Ingredient lists that don't really tell you much.

Can’t they use nitrogen? Spring water sprays do.

Nonsense. You don’t to reach the critical point of the propellant, just enough pressure to condense some of the propellant. While performance may not be as wonderful as hydrocarbon or fluorocarbon propellants, high quality cans and fillers like this can produce perfectly respectable aerosols with compressed air alone.

The ingredients list for a typical Air Wick aerosol is here, and lists Water, Ethanol, Trideceth-9, Compressed Air, Sodium Borate, Fragrance, and Benzisothiazolinone (a preservative). The MSDS lists 3 - 7% ethanol.

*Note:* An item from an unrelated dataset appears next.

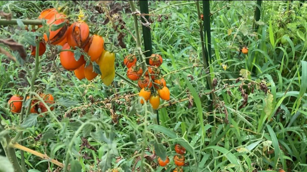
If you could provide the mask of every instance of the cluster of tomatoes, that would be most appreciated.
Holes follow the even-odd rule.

mnemosyne, you left out cocobetaine!

From some sort of snack (chocolate bar? - I forget) I had in India:
Content: 5 % calcium, 95 % other important ingredients

There’s also “nature-identical”, which means the flavouring chemical is the same one as that found in natural snozzberry, but it’s been artificially synthesised. This has two benefits: it’s usually cheaper than the natural thing, and it’s also usually purer. Of course, people being people, they think that a molecule of β-snozzolactone extracted from a snozzberry (probably using all manner of solvents etc) is somehow much superior to a molecule of β-snozzolactone produced in the lab, even though they are totally indistinguishable.

Not necessarily a “strong acid or base”: it’s used to adjust pH but it can be an acid, base or tamponated solution (a solution whose pH will remain stable when mixed with other things, unless you add a real big amount of these other things). A tamponated solution usually contains a salt formed by a weak acid plus a strong base (for example, sodium acetate) or conversely a salt formed by a weak base plus a strong acid (for example, ammonia salts). An acid or base used to adjust pH may be strong or not: ammonia, citric acid and acetic acid are all weak and all commonly used to adjust pH.

The more usual name in English is a “buffer solution”. “Tamponated solution” sounds much less pleasant. :slight_smile:

My favourite was from an Eat-More candy bar – “May contain cherries”. The idea that they sometimes toss some cherries into the mix struck me as odd.

That sounds more like something to cover their arse over allergies (are people allergic to cherries?) Probably they make some cherry candy on the same production line, so they have to warn people that the occasional rogue remnant of cherry might be found, if they didn’t clean the line properly between batches.

I often see “Made in a factory which processes gluten, peanuts, tree nuts, etc…” even if it doesn’t contain those, as a CYA statement.